Efficacy and safety of factor Xa inhibitor antidote after acute intracerebral bleeding

In the phase 4 ANNEXA-I trial among patients with acute intracerebral hemorrhage who were taking a factor Xa inhibitor, andexanet alfa resulted in a higher rate of hemostatic efficacy compared with usual care. However, this benefit was accompanied by an increased thrombotic event rate.

This summary is based on the publication of Connolly SJ, Sharma M, Cohen AT, et al. - Andexanet for Factor Xa Inhibitor-Associated Acute Intracerebral Hemorrhage. N Engl J Med. 2024 May 16;390(19):1745-1755. doi: 10.1056/NEJMoa2313040

Introduction and methods

Background

Patients with an acute intracerebral hemorrhage who are taking factor Xa inhibitors have a risk of hematoma expansion, which is a predictor of poor outcomes [1,2]. Andexanet alfa is a modified recombinant inactive form of human factor Xa that rapidly reverses the anticoagulant effects of factor Xa inhibitors [3,4].
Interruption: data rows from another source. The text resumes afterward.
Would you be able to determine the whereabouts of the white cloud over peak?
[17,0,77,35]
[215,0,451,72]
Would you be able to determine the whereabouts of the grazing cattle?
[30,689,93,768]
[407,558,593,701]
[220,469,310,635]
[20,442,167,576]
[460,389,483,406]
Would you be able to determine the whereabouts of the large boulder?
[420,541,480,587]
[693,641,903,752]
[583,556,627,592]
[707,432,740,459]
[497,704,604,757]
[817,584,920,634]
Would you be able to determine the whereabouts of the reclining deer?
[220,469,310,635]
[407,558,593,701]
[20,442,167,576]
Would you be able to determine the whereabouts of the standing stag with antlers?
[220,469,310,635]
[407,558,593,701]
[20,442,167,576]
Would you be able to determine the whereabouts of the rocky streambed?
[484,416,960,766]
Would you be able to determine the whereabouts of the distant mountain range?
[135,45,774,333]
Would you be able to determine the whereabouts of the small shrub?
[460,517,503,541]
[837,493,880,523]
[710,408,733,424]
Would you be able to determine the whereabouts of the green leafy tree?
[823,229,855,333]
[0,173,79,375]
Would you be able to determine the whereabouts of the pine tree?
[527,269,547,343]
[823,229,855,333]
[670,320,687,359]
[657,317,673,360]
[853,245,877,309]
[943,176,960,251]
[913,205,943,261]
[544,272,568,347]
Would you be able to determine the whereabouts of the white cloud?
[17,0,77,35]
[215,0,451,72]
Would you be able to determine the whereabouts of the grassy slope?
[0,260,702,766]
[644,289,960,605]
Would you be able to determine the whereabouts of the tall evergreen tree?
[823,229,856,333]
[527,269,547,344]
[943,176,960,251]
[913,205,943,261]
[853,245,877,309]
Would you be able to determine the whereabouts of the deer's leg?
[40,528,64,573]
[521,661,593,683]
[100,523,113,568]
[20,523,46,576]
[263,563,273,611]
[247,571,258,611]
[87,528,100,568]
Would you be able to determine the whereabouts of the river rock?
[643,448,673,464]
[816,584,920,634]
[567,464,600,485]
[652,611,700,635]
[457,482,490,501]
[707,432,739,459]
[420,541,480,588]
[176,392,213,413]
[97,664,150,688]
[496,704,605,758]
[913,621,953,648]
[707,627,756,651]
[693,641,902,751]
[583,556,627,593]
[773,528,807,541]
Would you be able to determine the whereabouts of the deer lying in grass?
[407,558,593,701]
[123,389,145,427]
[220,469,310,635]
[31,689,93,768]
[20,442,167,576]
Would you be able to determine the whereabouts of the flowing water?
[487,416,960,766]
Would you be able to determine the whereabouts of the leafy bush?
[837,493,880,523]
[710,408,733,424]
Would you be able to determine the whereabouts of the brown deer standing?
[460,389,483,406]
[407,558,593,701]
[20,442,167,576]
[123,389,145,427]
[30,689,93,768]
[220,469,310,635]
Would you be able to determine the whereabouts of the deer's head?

Previously, the ANNEXA-4 (Andexanet Alfa, a Novel Antidote to the Anticoagulation Effects of Factor Xa Inhibitors) trial, a phase 3b/4 single-group cohort study among patients with acute major bleeding at any site, showed that almost 80% of the patients treated with andexanet alfa achieved hemostatic efficacy and 10% had a thrombotic event [5,6].

Aim of the study

The authors assessed the efficacy and safety of andexanet alfa compared with usual care in patients who had been treated with a factor Xa inhibitor shorty before having an intracerebral hemorrhage.

Methods

The ANNEXA-I (A Randomized Clinical Trial of Andexanet Alfa in Acute Intracranial Hemorrhage in Patients Receiving an Oral Factor Xa Inhibitor) trial was a multicenter phase 4 RCT in which 530 patients with an acute intracerebral hemorrhage who had taken a factor Xa inhibitor ≤15 hours before were randomized to andexanet alfa or usual care. The trial ran from June 6, 2019, through May 27, 2023. Inclusion criteria included an estimated hematoma volume of 0.5–60 mL and a National Institutes of Health Stroke Scale (NIHSS) score ≤35 (NIHSS score ranges from 0 to 42, with higher scores indicating worse neurologic deficit). Patients with a subdural or subarachnoid hemorrhage as the main bleeding event were excluded.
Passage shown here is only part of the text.